The irony is structural. By delisting Monero from KYC-compliant exchanges, regulators removed the one point where user identity could actually be captured. The traders who remain in Monero are now, by definition, the ones using atomic swaps and no-KYC platforms.
The Political Shift Nobody Expected
The more surprising development of 2025 was not the delistings. It was that privacy coins found political support in the United States.
US Congressman Warren Davidson publicly backed privacy technology after developers of Samourai Wallet, a Bitcoin privacy tool, received five-year prison sentences. The argument that financial privacy is a constitutional right rather than a criminal preference started gaining traction in Washington. XMR’s price jumped 195% from the moment that political narrative began to shift.
The Samourai Wallet case mattered because it was not a Monero case. It was a Bitcoin privacy case. But it established the principle that building privacy tools for a cryptocurrency could be treated as a crime, and that precedent alarmed the broader crypto community in a way that years of exchange delistings had not.
What Is Coming Next
Monero’s development community has not been sitting still through all of this.
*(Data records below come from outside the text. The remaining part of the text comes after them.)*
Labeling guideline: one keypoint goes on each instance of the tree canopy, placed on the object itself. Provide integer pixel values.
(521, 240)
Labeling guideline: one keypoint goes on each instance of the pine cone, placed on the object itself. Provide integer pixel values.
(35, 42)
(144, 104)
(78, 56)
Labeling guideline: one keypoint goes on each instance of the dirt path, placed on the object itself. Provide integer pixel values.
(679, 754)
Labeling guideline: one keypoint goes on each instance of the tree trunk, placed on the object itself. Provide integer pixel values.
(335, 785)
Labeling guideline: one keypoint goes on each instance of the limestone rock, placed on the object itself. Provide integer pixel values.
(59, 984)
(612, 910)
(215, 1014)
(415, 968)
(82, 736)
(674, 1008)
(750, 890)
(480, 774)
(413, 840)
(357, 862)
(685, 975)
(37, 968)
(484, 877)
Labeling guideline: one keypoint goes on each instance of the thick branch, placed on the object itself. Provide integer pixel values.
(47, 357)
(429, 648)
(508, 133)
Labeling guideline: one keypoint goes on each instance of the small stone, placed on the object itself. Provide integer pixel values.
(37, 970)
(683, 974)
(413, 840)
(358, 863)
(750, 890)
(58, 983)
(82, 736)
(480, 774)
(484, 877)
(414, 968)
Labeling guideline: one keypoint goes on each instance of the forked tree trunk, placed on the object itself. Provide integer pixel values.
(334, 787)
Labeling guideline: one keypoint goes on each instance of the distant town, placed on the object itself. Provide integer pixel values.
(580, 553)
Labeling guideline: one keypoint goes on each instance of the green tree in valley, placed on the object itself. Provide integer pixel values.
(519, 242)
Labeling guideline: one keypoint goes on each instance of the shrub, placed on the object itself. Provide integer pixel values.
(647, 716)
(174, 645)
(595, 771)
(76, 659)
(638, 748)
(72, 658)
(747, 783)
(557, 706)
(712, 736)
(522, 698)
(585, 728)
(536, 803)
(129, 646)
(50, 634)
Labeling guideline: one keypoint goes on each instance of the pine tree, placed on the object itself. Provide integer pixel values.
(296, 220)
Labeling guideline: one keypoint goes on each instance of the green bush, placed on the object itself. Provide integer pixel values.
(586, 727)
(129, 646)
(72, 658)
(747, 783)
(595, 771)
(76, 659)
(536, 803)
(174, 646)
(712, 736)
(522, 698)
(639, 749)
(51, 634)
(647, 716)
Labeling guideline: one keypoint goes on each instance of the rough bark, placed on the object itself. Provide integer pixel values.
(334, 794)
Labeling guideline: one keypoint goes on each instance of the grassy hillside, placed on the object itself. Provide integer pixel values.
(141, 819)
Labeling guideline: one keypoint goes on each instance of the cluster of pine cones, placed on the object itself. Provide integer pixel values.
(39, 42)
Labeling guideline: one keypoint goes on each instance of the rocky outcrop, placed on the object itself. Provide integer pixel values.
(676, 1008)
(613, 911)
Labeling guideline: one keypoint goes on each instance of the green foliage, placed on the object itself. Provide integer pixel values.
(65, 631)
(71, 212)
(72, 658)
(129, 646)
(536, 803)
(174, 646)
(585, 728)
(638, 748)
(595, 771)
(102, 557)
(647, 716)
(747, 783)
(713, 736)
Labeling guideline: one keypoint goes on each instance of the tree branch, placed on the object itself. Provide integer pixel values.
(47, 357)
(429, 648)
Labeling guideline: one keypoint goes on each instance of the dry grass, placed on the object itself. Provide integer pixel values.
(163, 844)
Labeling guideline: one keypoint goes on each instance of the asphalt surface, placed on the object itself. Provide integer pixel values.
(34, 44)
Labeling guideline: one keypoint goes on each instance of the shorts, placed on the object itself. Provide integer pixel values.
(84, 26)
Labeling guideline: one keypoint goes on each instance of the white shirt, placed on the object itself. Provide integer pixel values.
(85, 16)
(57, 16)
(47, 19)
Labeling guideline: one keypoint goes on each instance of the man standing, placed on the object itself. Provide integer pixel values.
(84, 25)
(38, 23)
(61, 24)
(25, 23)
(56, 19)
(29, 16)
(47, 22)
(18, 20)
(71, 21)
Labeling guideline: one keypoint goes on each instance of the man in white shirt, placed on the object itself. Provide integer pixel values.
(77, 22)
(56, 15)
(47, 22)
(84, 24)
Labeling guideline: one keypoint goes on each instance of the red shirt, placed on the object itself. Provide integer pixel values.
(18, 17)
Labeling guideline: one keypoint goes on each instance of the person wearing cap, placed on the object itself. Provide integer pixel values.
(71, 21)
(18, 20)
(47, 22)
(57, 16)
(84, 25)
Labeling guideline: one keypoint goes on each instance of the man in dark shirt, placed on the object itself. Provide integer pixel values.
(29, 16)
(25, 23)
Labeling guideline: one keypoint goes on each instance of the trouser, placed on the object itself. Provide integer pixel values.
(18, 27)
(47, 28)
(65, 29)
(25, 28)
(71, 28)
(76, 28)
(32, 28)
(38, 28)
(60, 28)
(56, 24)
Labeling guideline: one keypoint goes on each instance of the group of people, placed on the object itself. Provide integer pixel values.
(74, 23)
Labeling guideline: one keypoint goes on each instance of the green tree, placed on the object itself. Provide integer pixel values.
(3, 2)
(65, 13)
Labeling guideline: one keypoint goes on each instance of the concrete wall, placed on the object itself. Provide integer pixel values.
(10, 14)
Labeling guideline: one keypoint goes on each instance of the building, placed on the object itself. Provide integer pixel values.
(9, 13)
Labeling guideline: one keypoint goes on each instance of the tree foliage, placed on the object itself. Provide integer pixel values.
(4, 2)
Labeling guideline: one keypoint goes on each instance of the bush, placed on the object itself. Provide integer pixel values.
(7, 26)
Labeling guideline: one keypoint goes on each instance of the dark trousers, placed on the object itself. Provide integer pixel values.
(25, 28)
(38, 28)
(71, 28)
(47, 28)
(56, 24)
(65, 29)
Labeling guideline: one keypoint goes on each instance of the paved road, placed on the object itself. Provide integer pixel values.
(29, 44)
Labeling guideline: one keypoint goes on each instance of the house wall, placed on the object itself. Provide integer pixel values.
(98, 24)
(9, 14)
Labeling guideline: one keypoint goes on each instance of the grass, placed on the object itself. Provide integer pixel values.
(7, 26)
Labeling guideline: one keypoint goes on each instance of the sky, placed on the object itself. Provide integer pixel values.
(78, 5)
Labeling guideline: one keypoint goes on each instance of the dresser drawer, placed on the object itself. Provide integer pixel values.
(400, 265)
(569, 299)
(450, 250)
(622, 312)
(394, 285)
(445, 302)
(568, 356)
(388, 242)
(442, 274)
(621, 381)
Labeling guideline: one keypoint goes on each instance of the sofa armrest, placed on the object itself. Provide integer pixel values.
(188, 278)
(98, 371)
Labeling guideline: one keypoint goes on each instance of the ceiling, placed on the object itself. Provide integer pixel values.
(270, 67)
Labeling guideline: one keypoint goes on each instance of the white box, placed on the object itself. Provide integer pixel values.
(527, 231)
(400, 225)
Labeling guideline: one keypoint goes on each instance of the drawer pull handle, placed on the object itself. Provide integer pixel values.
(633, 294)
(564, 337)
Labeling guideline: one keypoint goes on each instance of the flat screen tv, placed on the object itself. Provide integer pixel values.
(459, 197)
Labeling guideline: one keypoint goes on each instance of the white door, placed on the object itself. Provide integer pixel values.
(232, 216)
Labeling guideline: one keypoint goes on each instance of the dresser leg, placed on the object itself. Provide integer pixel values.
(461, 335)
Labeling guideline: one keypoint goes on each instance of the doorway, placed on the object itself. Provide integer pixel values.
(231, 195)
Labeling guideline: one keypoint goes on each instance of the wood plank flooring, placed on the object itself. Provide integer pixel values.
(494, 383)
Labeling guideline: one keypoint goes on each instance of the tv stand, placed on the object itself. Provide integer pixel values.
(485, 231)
FCMP++, or Full Chain Membership Proof, is a major cryptographic upgrade in development that would replace Monero’s current ring signature system entirely. The new system would provide stronger anonymity, better scalability, and quantum resistance on top of Monero’s existing privacy architecture. In a world where Google has just told us that quantum computers could crack Bitcoin’s encryption within years, a privacy coin building quantum resistance into its base layer is not a minor technical footnote.
Separately, Monero is slated to launch on THORChain’s mainnet within the coming months. THORChain is a decentralized liquidity protocol that allows assets to be swapped across blockchains without centralized intermediaries. For Monero, THORChain integration means deep non-custodial liquidity returning to the market after the exchange delistings gutted its centralized trading pairs. XMR holders would be able to swap directly with Bitcoin and Ethereum holders without touching a regulated exchange at any point.
The Bigger Question
Monero’s 2025 performance forces an uncomfortable question for regulators and exchanges who spent the year removing it from their platforms.
If an asset survives 73 delistings, gains 123%, develops quantum-resistant cryptography, and builds decentralized liquidity infrastructure that makes it tradeable without any regulated intermediary, what exactly did the delistings accomplish?
The honest answer is that they accomplished nothing for privacy. They accomplished something for compliance optics. The exchanges got their MiCA licenses. The regulated platforms satisfied their AML obligations. And Monero moved to rails that are harder to monitor, more decentralized, and more resilient than the centralized exchange infrastructure it left behind.
This is not an endorsement of Monero or a recommendation to buy it. It is an observation about what happens when regulation pushes a technology out of regulated channels rather than engaging with it. The technology does not disappear. It adapts.
Monero has been adapting since 2014. Seventy-three delistings later, the adaptation is still working.